I agree with you. I am a solicitor - not criminal but like all qualified barristers and solicitors studied both criminal law and the practice of criminal law. I will defend the presumption of innocence principle, the right of the most heinous criminals to proper representation and so on til the cows come home.
But dear God having served on a jury where the defendant was SO clearly and blatantly guilty (a fact that was later confirmed by the judge in her summing up at sentencing) I was horrified by the perverse thinking of some of my fellow jurors. I literally had to fight tooth and nail to get some of them to put aside a deep dislike of the victim in the case to even engage in basic common sense. It made me very sad really.
The issue with “beyond all reasonable doubt” is that it’s very hard to convey to jurors what kind of doubt might be reasonable. The burden of proof is not 100% absolute certainty but juries get very caught up in the idea of “well I can’t be 100% sure of what happened”.

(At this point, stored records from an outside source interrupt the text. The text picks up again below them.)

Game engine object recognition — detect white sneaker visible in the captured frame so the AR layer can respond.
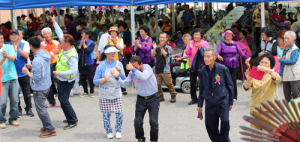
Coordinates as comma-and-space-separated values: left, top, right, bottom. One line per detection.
116, 132, 122, 139
79, 93, 87, 98
89, 93, 95, 98
0, 123, 6, 129
107, 133, 114, 139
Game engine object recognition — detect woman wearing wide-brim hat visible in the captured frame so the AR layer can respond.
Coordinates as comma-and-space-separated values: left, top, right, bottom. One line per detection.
104, 26, 124, 61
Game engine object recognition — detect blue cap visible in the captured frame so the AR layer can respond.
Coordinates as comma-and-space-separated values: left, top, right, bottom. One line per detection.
104, 46, 120, 53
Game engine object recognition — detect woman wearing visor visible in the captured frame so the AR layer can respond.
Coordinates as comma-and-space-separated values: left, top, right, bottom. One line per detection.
217, 29, 248, 101
94, 45, 126, 139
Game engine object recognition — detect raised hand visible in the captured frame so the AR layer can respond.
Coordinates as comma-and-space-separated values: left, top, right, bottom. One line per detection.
110, 70, 118, 77
104, 76, 110, 81
126, 62, 133, 71
25, 64, 32, 69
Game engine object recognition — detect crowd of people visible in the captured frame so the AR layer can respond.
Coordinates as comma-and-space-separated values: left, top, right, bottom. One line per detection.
0, 5, 300, 142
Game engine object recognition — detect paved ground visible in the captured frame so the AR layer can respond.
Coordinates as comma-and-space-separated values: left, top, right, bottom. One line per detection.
0, 83, 283, 142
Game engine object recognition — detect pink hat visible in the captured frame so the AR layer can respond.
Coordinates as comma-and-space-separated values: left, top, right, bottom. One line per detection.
222, 30, 235, 37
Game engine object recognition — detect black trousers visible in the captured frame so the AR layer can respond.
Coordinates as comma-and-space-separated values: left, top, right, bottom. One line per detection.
134, 93, 160, 141
80, 74, 94, 94
227, 67, 238, 100
121, 54, 132, 92
47, 64, 57, 104
205, 104, 230, 142
190, 71, 199, 100
254, 27, 261, 50
18, 75, 32, 111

It’s a generalisation - but who gets hurt behind closed doors? Women and children that’s who. So I feel they bear the brunt of that lack of ability of some jurors potentially to understand that sexual assault, rape, child abuse can be hard to prove.
More so than violence against men that may be more likely to happen on the street, outside the pub where CCTV can “show” them.
It makes me so sad. I don’t know what the answer is mind you.